Menteri Hukum Filipina, Leila de Lima menyatakan perekrut Mary Jane Fiesta Veloso sudah mengakui terlibat sindikat narkoba internasional. Seperti dilansir inquirer.net, Sabtu (9/5), dia berharap fakta baru polisi ini bisa mengubah sikap Kejaksaan Agung Indonesia terhadap rencana eksekusi mati Mary Jane yang sementara ini ditunda.
Maria Kristina Sergio dan pasangannya, Julius Lacanilo, di hadapan polisi mengakui punya hubungan dengan jaringan narkoba internasional. Penyidik dari Kepolisian Nasional Filipina (PNP) mengatakan Maria punya jaringan penyelundup di Hong Kong dan Malaysia.
"Ini perkembangan besar yang menunjukkan bahwa sindikat narkoba menjebak orang-orang kecil memang nyata di Filipina," kata Leila.
Sidang lanjutan Maria akan digelar pada Selasa (12/5) mendatang di Pengadilan Kota Nueva Ecija. Pada kesempatan itu, Mary Jane bakal diminta bersaksi melalui teleconference dari Lapas Wirogunan, Yogyakarta. Maria adalah tersangka utama yang selama ini disebut pengacara Mary Jane memasukkan 2,6 kilogram sabu-sabu ke tas Mary Jane, dengan janji memberinya pekerjaan di Indonesia.
Seiring perkembangan kasus Mary Jane, muncul seruan warga Filipina agar Indonesia mengampuni ibu dua anak itu. Anggota DPR Filipina dari Distrik Iloilo, Jerry Trenas, bahkan menyatkaan Maria Kristina bertukar tempat dengan Mary Jane.

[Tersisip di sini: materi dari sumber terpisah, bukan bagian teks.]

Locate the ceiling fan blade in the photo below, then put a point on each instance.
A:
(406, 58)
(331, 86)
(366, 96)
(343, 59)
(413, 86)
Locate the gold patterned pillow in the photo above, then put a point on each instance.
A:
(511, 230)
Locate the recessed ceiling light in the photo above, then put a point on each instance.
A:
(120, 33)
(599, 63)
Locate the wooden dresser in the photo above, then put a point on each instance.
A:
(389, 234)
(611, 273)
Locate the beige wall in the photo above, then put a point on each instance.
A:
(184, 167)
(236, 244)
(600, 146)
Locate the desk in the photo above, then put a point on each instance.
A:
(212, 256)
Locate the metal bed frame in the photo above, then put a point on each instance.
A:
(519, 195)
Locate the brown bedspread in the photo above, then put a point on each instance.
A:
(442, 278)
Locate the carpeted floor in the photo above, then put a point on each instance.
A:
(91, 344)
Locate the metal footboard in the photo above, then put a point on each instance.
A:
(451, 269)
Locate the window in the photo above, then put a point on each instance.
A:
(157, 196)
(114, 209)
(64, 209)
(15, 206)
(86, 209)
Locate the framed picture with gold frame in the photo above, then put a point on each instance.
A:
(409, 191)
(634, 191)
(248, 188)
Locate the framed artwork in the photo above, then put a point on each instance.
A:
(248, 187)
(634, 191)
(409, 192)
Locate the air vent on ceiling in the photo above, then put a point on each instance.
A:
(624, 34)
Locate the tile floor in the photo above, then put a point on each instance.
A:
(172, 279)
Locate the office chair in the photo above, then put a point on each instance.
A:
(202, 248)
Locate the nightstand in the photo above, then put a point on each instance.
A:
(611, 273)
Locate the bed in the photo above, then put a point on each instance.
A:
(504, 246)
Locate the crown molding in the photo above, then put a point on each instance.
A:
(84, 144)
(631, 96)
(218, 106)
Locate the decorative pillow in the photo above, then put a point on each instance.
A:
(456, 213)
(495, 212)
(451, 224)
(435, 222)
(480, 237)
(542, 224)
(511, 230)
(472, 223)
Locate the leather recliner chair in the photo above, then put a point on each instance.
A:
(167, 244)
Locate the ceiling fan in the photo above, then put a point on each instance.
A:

"Sudah jelas Mary Jane cuma korban penipuan agen tenaga kerja yang menjanjikannya pekerjaan di Indonesia. Sebaiknya (Maria) dihukum saja supaya tidak ada orang kecil lain jadi korban," kata Trenas.
Hingga saat ini belum ada kepastian dari Kejagung RI terkait eksekusi terhadap Mary Jane. Apakah nantinya dia akan masuk pada eksekusi mati gelombang 3 atau tidak.
Kendati eksekusinya sekadar ditunda - bukan berarti Mary Jane pasti diampuni - di era modern sangat jarang ada cerita terpidana mati berhasil batal dieksekusi jelang detik-detik akhir.